Was für ein Glück, dass Georg nicht hatte in den Krieg ziehen müssen, dem er von Anfang an nicht hatte zustimmen können. Da war die Krankheit, die ihn wenige Tage nach der Hochzeit erwischt hatte und die Käthe in Angst und Schrecken versetzt hatte, doch zu etwas nutze gewesen. Als junge Witwe sah sie sich schon, dachte an den Tod der Mutter, das Husten, das Blut im Taschentuch, das Ringen um Atem, das Röcheln, den hageren Griff nach ihrem Arm, der langsam nachließ, und an diesen letzten langen Blick voller Fragen und flehender Apelle, denen sie nichts mehr hatte entgegensetzen können als ihr Zittern und ihre Tränen, das alles sah sie sich wiederholen. Aber dann ging’s ihm besser, dem Georg. Er musste nicht sterben. Er nahm sie eines Tages wieder in den Arm und sagte: „So schnell wirsch du mich nimme los“, in seinem alemannischen Dialekt, das kam selten vor, fast gar nicht, weil er doch fast ein Herr war, ein weltgewandter. Nur nachts hüstelte er noch, keuchte und zog hörbar die Luft ein, nach der ihm verlangte; sie stellte ihm ein Glas Wasser ans Bett und harrte neben ihm aus, bis er sich wieder niederlegte, sie in den Arm nahm, und so schliefen sie beide wieder ein. Bei der Musterung, das war nur wenige Wochen später, hörte man das Geräusch auf seiner Lunge und schüttelte den Kopf. Nein, so einen konnten sie nicht gebrauchen im Heer, einen, der einen Todeskeim in sich trug und damit die Wehrkraft zu zersetzen drohte. Das war dem Georg nur recht gewesen. Es hatte ihm so ganz an der Begeisterung seiner Altersgenossen gefehlt.

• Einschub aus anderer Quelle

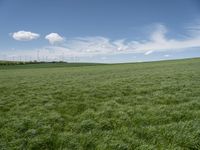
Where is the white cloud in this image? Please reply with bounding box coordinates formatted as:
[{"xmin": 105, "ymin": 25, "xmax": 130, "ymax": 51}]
[
  {"xmin": 164, "ymin": 54, "xmax": 170, "ymax": 57},
  {"xmin": 2, "ymin": 24, "xmax": 200, "ymax": 60},
  {"xmin": 144, "ymin": 51, "xmax": 153, "ymax": 55},
  {"xmin": 45, "ymin": 33, "xmax": 64, "ymax": 44},
  {"xmin": 11, "ymin": 31, "xmax": 40, "ymax": 41}
]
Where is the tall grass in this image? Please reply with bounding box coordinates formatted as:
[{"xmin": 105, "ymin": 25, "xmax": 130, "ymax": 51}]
[{"xmin": 0, "ymin": 59, "xmax": 200, "ymax": 150}]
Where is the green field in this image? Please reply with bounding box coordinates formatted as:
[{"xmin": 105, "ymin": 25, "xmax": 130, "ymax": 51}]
[{"xmin": 0, "ymin": 58, "xmax": 200, "ymax": 150}]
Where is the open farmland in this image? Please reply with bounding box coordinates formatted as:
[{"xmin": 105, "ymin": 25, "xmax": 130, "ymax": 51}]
[{"xmin": 0, "ymin": 58, "xmax": 200, "ymax": 150}]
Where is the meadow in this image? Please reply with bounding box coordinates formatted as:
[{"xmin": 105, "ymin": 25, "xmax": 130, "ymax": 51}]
[{"xmin": 0, "ymin": 58, "xmax": 200, "ymax": 150}]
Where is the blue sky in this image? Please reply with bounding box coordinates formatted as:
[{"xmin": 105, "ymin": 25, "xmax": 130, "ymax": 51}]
[{"xmin": 0, "ymin": 0, "xmax": 200, "ymax": 63}]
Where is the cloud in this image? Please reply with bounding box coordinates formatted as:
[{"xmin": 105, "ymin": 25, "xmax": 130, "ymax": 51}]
[
  {"xmin": 2, "ymin": 24, "xmax": 200, "ymax": 60},
  {"xmin": 144, "ymin": 51, "xmax": 153, "ymax": 55},
  {"xmin": 11, "ymin": 31, "xmax": 40, "ymax": 41},
  {"xmin": 45, "ymin": 33, "xmax": 64, "ymax": 44}
]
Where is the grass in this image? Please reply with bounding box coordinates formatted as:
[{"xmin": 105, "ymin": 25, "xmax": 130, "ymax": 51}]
[{"xmin": 0, "ymin": 59, "xmax": 200, "ymax": 150}]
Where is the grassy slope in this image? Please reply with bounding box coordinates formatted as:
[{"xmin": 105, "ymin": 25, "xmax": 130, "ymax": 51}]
[{"xmin": 0, "ymin": 59, "xmax": 200, "ymax": 150}]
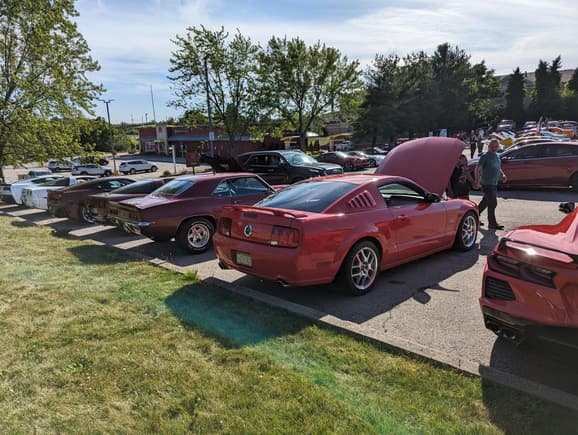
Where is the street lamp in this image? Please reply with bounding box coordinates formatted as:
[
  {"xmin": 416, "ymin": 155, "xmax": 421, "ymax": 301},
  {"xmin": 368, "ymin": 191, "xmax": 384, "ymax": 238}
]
[{"xmin": 99, "ymin": 98, "xmax": 118, "ymax": 175}]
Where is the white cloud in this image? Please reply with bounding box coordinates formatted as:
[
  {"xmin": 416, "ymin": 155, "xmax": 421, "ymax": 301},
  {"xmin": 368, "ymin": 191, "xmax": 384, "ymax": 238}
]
[{"xmin": 77, "ymin": 0, "xmax": 578, "ymax": 120}]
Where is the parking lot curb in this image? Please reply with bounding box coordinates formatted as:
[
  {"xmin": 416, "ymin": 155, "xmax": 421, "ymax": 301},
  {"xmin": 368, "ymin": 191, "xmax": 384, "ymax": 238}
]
[{"xmin": 0, "ymin": 210, "xmax": 578, "ymax": 411}]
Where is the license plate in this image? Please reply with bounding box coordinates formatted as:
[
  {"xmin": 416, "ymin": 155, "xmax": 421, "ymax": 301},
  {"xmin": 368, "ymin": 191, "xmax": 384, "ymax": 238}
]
[{"xmin": 235, "ymin": 252, "xmax": 253, "ymax": 267}]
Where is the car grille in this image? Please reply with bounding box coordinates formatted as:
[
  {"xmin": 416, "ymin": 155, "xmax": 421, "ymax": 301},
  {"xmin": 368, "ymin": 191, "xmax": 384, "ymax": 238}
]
[{"xmin": 486, "ymin": 277, "xmax": 516, "ymax": 301}]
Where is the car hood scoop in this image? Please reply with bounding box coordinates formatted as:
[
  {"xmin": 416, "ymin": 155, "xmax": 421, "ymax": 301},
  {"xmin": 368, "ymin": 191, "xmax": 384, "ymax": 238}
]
[{"xmin": 375, "ymin": 137, "xmax": 466, "ymax": 195}]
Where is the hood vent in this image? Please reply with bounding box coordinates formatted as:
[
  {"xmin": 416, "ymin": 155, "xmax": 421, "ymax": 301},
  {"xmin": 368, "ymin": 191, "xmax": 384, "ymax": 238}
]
[{"xmin": 347, "ymin": 190, "xmax": 375, "ymax": 209}]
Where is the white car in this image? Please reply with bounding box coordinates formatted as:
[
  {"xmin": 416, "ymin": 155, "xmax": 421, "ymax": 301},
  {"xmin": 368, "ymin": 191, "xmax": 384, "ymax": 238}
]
[
  {"xmin": 10, "ymin": 175, "xmax": 64, "ymax": 204},
  {"xmin": 22, "ymin": 175, "xmax": 97, "ymax": 210},
  {"xmin": 71, "ymin": 163, "xmax": 112, "ymax": 177},
  {"xmin": 118, "ymin": 160, "xmax": 159, "ymax": 175}
]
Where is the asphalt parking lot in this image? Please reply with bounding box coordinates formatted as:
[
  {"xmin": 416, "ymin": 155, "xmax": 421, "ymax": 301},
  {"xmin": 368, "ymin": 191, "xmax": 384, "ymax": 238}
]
[{"xmin": 0, "ymin": 163, "xmax": 578, "ymax": 406}]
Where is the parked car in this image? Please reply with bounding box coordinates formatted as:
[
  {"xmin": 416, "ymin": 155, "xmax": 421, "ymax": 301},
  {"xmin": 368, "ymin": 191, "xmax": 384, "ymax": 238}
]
[
  {"xmin": 237, "ymin": 150, "xmax": 343, "ymax": 184},
  {"xmin": 347, "ymin": 151, "xmax": 385, "ymax": 168},
  {"xmin": 109, "ymin": 173, "xmax": 275, "ymax": 254},
  {"xmin": 22, "ymin": 175, "xmax": 96, "ymax": 210},
  {"xmin": 18, "ymin": 168, "xmax": 52, "ymax": 180},
  {"xmin": 118, "ymin": 160, "xmax": 159, "ymax": 175},
  {"xmin": 214, "ymin": 137, "xmax": 478, "ymax": 295},
  {"xmin": 71, "ymin": 163, "xmax": 112, "ymax": 177},
  {"xmin": 87, "ymin": 177, "xmax": 173, "ymax": 224},
  {"xmin": 468, "ymin": 142, "xmax": 578, "ymax": 191},
  {"xmin": 48, "ymin": 177, "xmax": 134, "ymax": 223},
  {"xmin": 317, "ymin": 151, "xmax": 371, "ymax": 172},
  {"xmin": 10, "ymin": 174, "xmax": 63, "ymax": 204},
  {"xmin": 361, "ymin": 147, "xmax": 389, "ymax": 156},
  {"xmin": 46, "ymin": 159, "xmax": 72, "ymax": 172},
  {"xmin": 480, "ymin": 203, "xmax": 578, "ymax": 348}
]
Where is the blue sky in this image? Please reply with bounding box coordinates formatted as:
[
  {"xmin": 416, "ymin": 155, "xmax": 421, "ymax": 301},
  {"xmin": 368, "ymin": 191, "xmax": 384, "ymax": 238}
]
[{"xmin": 76, "ymin": 0, "xmax": 578, "ymax": 122}]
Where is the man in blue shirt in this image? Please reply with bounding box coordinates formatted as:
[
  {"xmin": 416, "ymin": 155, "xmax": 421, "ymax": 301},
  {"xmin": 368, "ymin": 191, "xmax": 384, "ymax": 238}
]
[{"xmin": 475, "ymin": 139, "xmax": 507, "ymax": 230}]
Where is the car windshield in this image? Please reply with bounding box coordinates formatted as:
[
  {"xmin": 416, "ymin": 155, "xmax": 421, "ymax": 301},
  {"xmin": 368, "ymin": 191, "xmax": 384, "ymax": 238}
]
[
  {"xmin": 151, "ymin": 180, "xmax": 195, "ymax": 196},
  {"xmin": 255, "ymin": 181, "xmax": 357, "ymax": 213},
  {"xmin": 42, "ymin": 178, "xmax": 68, "ymax": 186},
  {"xmin": 285, "ymin": 153, "xmax": 318, "ymax": 165}
]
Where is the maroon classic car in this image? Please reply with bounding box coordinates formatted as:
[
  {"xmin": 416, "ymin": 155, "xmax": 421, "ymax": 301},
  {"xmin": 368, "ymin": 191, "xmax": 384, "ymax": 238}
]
[
  {"xmin": 87, "ymin": 177, "xmax": 174, "ymax": 224},
  {"xmin": 109, "ymin": 173, "xmax": 275, "ymax": 254},
  {"xmin": 48, "ymin": 177, "xmax": 134, "ymax": 224},
  {"xmin": 317, "ymin": 151, "xmax": 371, "ymax": 171}
]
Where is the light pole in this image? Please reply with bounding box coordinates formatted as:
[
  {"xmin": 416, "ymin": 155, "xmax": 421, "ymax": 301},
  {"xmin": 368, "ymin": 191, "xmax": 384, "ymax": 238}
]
[{"xmin": 99, "ymin": 99, "xmax": 118, "ymax": 175}]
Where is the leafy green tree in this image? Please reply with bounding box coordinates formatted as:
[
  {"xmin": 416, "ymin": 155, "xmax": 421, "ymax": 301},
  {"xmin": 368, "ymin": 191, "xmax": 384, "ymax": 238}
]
[
  {"xmin": 259, "ymin": 37, "xmax": 362, "ymax": 148},
  {"xmin": 504, "ymin": 67, "xmax": 526, "ymax": 126},
  {"xmin": 0, "ymin": 0, "xmax": 103, "ymax": 177},
  {"xmin": 169, "ymin": 26, "xmax": 260, "ymax": 154}
]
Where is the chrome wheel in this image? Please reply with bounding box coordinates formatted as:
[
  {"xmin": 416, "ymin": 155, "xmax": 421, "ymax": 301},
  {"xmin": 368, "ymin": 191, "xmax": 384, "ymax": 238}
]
[
  {"xmin": 187, "ymin": 222, "xmax": 211, "ymax": 249},
  {"xmin": 461, "ymin": 214, "xmax": 478, "ymax": 249},
  {"xmin": 350, "ymin": 246, "xmax": 379, "ymax": 290}
]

Käthe, Georgs Frau, jetzt auch Mutter seines Sohnes, dem die beiden durch die Eile seiner Ankunft überrascht einfach die Namen des Vaters gaben, Georg und Wilhelm, nur in vertauschter Reihenfolge, also Wilhelm Georg, Käthe wurde trotzdem die Sorgen, dass ihr Ehemann doch noch Soldat werden, doch noch an die Front gehen musste, wo die Männer starben wie die Fliegen, erst los, als es aus war mit Schießen und Sterben und auch mit dem Kaiser und der alten Zeit.